Every week our Research Editors highlight a few of the latest headlines in science news and explain why these pieces are interesting and applicable to our classes at UC San Diego. If you find an engaging science article, share it with us on our Facebook page and your highlight may just be featured!

In the Fight against Haemophilia, Dogs are a Weapon | Scientific American

Dogs are being used to study hemophilia because of the similarities to hemophilia in humans. From these studies, researchers discovered that giving healthy plasma to patients improves their condition. More recently, a synthetic factor was created that, when infused in patients, has been shown to treat the disease.

If you are interested in hemophilia, consider taking Genetics (BICD 100).

— Jasmine Chau | Sr. Research Editor

Researchers prevent type I diabetes in mouse model | Science Daily

Scientists have discovered a way to prevent type I diabetes in mice. By blocking the processes that destroy beta cells and cause insulin deficiencies, researchers hope to prevent the disease instead of merely treating its symptoms.

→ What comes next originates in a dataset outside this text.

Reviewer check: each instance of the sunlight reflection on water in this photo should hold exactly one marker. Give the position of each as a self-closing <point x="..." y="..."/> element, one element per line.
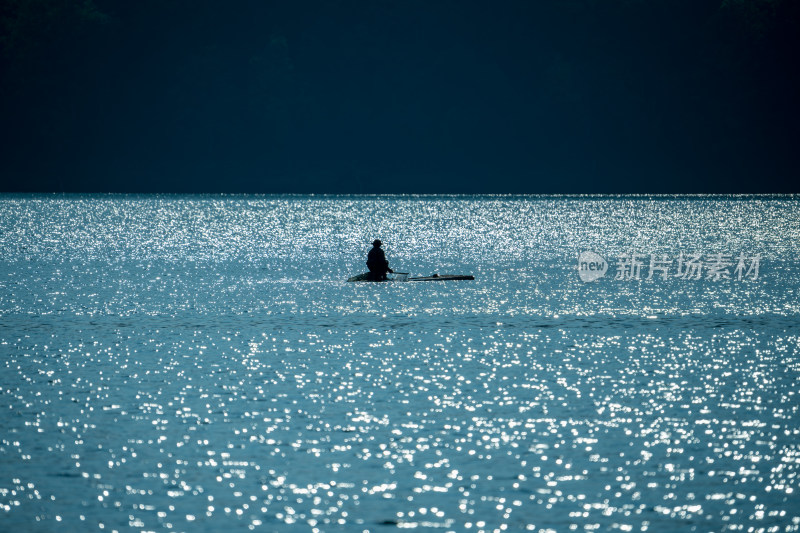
<point x="198" y="363"/>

If you are interested in diseases, consider taking Endocrinology (BICD 150).

— Jasmine Chau | Sr. Research Editor

Scientists invent system to improve effectiveness of cancer surgery | Science Daily

Scientists have invented a new imaging system that causes tumors to “light up” when a hand-held laser is directed at them. The goal of the surgeon during cancer surgery is to remove the tumor and a sufficient amount of surrounding tissue to ensure that malignant cells are not left behind. However, it is difficult for surgeons to know for sure whether or not all potentially malignant cells have been removed. Using this new system, surgeons scan the tumor before surgery to determine its boundaries; during the surgery, the area is re-scanned to assess for any remaining malignant tissue. If malignant tissue is detected, it can be removed on the spot, and the process is repeated until no more malignant tissue is detected.

If you are interested in cancer, consider taking Biology of Cancer (BIMM 134).

— Neil Srinivas | Jr. Research Editor

Portable stimulator being tested on Parkinson’s patients | Science Daily

Researchers have demonstrated that a weak electric ‘noise’ can improve balance and motor skills in patients with Parkinson’s disease. Parkinson’s disease is a slowly degenerative neurological disease that is expressed as impaired motor control, tremors, stiffness and, in later stages, problems with balance. The symptoms are caused by a lack of the signal substance dopamine and is traditionally treated with medication, but medication has not been able to significantly improve the condition of patients with Parkinson’s. Multiple experiments conducted at the Sahlgrenska Academy have shown that the active noise stimulation improved both the patients’ balance and the combined symptoms.

If your are interested in neurodegenerative diseases, consider taking Molecular Basis of Human Disease (BIMM 110).